E. Petitioners' Financial Status
Substantial income from sources other than the activity in question, particularly if the activity's losses generate substantial tax benefits, may indicate that the activity is not engaged in for profit. Sec. 1.183-2(b)(8), Income Tax Regs. From 1991 through 1998, petitioners' net profit from Dr. Prieto's medical practice averaged $638,253. This factor weighs against petitioners.
F. Elements of Personal Pleasure
The absence of personal pleasure or recreation relating to the activity in question may indicate the presence of a profit objective. Sec. 1.183- 2(b)(9), Income Tax Regs. Petitioners and their children derived substantial amounts of pleasure from the horse activity. Based on the facts of this case, we find that this factor weighs against petitioners.
G. Additional Facts
The following additional facts also support our conclusion that the horse activity was not entered with the primary, predominant, or principal purpose of making a profit. The evidence established that petitioners' daughters mainly rode the horses in equitation competitions. Equitation competitions grade the rider and not the horse. Dr. Prieto also testified that he went to the horse shows to watch his daughters compete.
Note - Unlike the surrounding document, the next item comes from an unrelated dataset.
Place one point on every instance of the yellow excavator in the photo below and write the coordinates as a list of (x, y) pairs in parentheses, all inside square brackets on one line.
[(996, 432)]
Dr. Prieto testified that petitioners never purchased horses for their children and that they never told anyone that the horses were for their children. His testimony, however, was impeached by a letter petitioners wrote in which they state that they were using money specifically to buy a horse for Jill. The fact that petitioners did not purchase horses in their daughters' names is unpersuasive.
Additionally, within months of Jill's leaving the country and Claire's turning 18 petitioners terminated the horse activity.
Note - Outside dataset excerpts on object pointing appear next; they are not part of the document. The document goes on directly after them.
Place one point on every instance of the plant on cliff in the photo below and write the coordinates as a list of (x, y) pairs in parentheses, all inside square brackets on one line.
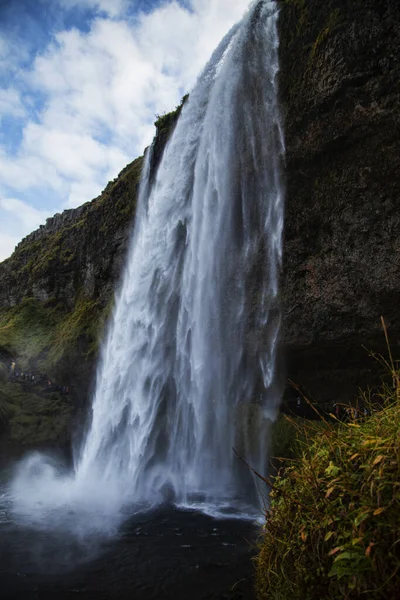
[(333, 526)]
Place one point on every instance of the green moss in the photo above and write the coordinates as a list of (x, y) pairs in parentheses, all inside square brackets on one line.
[(82, 321), (32, 419), (333, 527), (26, 330)]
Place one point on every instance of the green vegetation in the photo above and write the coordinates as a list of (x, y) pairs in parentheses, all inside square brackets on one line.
[(333, 526), (33, 419)]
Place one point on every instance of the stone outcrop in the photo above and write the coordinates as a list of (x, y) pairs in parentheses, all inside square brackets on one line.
[(340, 93), (340, 89)]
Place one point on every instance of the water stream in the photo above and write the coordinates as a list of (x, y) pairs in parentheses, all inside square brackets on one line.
[(188, 368)]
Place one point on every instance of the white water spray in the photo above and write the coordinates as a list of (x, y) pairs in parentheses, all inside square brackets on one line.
[(187, 371)]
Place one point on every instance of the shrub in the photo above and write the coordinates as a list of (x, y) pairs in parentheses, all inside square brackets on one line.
[(333, 526)]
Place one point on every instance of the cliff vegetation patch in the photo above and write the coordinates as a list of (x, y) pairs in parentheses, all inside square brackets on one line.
[(333, 526)]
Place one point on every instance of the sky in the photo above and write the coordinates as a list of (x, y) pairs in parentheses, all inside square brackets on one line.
[(81, 83)]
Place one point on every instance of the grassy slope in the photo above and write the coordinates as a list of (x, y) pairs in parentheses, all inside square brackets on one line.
[(333, 526)]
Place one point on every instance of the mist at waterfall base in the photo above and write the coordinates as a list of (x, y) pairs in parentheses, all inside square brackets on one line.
[(188, 368)]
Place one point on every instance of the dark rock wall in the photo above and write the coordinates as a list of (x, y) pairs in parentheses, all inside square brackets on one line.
[(340, 92), (340, 89), (77, 252)]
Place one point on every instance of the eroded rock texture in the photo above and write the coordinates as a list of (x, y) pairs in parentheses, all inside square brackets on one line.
[(340, 88)]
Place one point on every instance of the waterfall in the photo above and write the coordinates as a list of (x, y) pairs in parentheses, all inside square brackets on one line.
[(188, 367)]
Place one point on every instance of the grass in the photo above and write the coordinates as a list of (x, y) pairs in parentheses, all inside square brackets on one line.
[(167, 119), (41, 336), (333, 526)]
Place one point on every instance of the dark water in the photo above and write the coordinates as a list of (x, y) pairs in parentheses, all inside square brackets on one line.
[(168, 553)]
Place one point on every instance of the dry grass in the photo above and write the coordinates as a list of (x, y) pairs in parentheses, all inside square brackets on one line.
[(333, 527)]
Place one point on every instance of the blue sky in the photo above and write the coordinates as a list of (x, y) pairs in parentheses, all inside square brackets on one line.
[(80, 84)]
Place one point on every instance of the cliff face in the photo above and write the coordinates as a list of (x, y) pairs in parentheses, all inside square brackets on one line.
[(340, 88), (340, 92), (56, 292)]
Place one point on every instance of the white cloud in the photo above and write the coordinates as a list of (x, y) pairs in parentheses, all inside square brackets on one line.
[(102, 89), (18, 219), (112, 8), (10, 104)]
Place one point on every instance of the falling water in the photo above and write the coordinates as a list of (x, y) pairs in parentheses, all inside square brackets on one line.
[(187, 371)]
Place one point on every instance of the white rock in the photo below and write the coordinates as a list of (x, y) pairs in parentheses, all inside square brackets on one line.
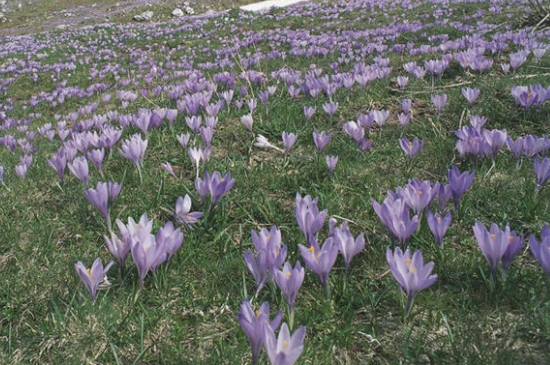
[(177, 12)]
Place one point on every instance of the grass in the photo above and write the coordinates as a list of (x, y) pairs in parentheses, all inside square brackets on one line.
[(187, 310)]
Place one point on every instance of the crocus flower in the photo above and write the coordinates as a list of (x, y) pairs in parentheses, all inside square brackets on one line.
[(417, 195), (253, 324), (79, 168), (134, 150), (410, 272), (330, 108), (542, 251), (308, 217), (493, 244), (320, 260), (470, 94), (183, 214), (167, 166), (286, 349), (495, 139), (289, 280), (439, 102), (308, 112), (411, 148), (460, 182), (331, 163), (542, 171), (93, 276), (219, 186), (321, 140), (270, 255), (439, 225), (247, 121), (349, 246), (146, 253), (99, 197)]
After reviewing the entire record, we conclude that petitioners did not engage in the horse activity with the primary, predominant, or principal purpose and intent of making a profit within the meaning of section 183.
Section 6662 Penalty
Section 6662 imposes a penalty on an underpayment of tax required to be shown on a return. Section 6664©(1) provides that no penalty shall be imposed if it is shown that there was reasonable cause for the underpayment and that the taxpayer acted in good faith. The determination of whether a taxpayer acted with reasonable cause and in good faith depends upon the facts and circumstances. See sec. 1.6664-4(b)(1), Income Tax Regs. Reliance on the advice of an accountant may demonstrate reasonable cause and good faith. See id .
Respondent argues that petitioners' treatment of the horse activity's expenditures as business expenditures was negligent or an intentional disregard of rules or regulations. We conclude that petitioners reasonably and in good faith relied on their accountants to determine whether petitioners, as a legal matter, were entitled to deduct the horse activity's expenses. [FN7] Accordingly, petitioners are not liable for the accuracy-related penalties for 1994 and 1995.
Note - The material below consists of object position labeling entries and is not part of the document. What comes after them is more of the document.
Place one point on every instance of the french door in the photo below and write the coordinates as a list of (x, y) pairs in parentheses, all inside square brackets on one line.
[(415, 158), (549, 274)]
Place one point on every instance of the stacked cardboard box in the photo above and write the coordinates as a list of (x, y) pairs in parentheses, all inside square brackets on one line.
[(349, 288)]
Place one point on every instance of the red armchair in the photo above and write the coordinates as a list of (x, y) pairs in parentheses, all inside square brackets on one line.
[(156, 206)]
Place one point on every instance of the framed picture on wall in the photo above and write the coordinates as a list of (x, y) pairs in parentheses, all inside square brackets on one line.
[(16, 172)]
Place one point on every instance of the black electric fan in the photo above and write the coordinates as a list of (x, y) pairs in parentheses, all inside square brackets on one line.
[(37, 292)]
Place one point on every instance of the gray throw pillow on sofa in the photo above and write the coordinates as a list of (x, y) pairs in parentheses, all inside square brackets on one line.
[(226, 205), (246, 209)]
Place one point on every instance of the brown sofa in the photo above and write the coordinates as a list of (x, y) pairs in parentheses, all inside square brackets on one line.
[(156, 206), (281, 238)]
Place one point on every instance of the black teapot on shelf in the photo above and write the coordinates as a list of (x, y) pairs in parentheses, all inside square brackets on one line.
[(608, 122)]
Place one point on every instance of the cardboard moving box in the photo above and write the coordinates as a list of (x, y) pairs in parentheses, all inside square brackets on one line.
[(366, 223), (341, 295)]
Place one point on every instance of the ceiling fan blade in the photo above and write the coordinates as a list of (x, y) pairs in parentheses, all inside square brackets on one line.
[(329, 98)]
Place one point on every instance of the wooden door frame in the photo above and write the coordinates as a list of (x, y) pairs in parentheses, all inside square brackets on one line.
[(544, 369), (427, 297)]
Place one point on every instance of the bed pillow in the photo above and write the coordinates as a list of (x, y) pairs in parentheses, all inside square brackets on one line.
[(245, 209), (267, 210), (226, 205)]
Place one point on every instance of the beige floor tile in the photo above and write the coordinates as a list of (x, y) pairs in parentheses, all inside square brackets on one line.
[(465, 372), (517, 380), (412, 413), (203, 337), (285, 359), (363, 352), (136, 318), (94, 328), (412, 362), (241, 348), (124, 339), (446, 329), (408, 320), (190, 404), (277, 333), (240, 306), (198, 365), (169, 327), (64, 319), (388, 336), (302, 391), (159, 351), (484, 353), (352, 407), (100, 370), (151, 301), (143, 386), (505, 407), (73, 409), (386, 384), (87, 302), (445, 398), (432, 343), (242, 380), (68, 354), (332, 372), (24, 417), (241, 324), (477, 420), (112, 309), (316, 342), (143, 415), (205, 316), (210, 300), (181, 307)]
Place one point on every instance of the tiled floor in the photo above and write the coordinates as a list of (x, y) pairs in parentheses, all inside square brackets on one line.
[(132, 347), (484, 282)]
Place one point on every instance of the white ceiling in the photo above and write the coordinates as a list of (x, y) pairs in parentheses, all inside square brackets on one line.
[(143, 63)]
FN7. Mr. Hurley, the accountant for the horse activity, specialized in preparing tax returns for people who operated horse activities. Petitioners gave him all the records prepared by the horse activity's bookkeeper and all the relevant facts so that Mr. Hurley could prepare the tax returns for the horse activity.
In reaching all of our holdings herein, we have considered all arguments made by the parties, and to the extent not mentioned above, we find them to be irrelevant or without merit.
To reflect the foregoing,
Decision will be entered under Rule 155.